使用Tensorflow 2的Keras函数式API时传递`training=true`的含义

Question

使用Tensorflow 2的Keras函数式API时传递`training=true`的含义

pythontensorflowkerastensorflow2.0tf.keras

10

在TF1中以图形模式运行时，我认为我需要通过feeddicts连接training=True和training=False，当我使用函数式API时。在TF2中，正确的做法是什么？
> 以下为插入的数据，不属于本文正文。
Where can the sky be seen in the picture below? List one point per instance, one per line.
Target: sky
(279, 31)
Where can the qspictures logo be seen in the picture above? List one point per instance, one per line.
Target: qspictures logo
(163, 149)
我认为在使用tf.keras.Sequential时，这会自动处理。例如，我不需要在以下示例中指定training，来自docs：

model = tf.keras.Sequential([
    tf.keras.layers.Conv2D(32, 3, activation='relu',
                           kernel_regularizer=tf.keras.regularizers.l2(0.02),
                           input_shape=(28, 28, 1)),
    tf.keras.layers.MaxPooling2D(),
    tf.keras.layers.Flatten(),
    tf.keras.layers.Dropout(0.1),
    tf.keras.layers.Dense(64, activation='relu'),
    tf.keras.layers.BatchNormalization(),
    tf.keras.layers.Dense(10, activation='softmax')
])

# Model is the full model w/o custom layers
model.compile(optimizer='adam',
              loss='sparse_categorical_crossentropy',
              metrics=['accuracy'])

model.fit(train_data, epochs=NUM_EPOCHS)
loss, acc = model.evaluate(test_data)
print("Loss {:0.4f}, Accuracy {:0.4f}".format(loss, acc))

我可以假设使用函数式API进行训练时，Keras会自动处理这个问题吗？下面是使用函数式API重写的相同模型：

inputs = tf.keras.Input(shape=((28,28,1)), name="input_image")
hid = tf.keras.layers.Conv2D(32, 3, activation='relu',
                           kernel_regularizer=tf.keras.regularizers.l2(0.02),
                           input_shape=(28, 28, 1))(inputs)
hid = tf.keras.layers.MaxPooling2D()(hid)
hid = tf.keras.layers.Flatten()(hid)
hid = tf.keras.layers.Dropout(0.1)(hid)
hid = tf.keras.layers.Dense(64, activation='relu')(hid)
hid = tf.keras.layers.BatchNormalization()(hid)
outputs = tf.keras.layers.Dense(10, activation='softmax')(hid)
model_fn = tf.keras.Model(inputs=inputs, outputs=outputs)

# Model is the full model w/o custom layers
model_fn.compile(optimizer='adam',
              loss='sparse_categorical_crossentropy',
              metrics=['accuracy'])

model_fn.fit(train_data, epochs=NUM_EPOCHS)
loss, acc = model_fn.evaluate(test_data)
print("Loss {:0.4f}, Accuracy {:0.4f}".format(loss, acc))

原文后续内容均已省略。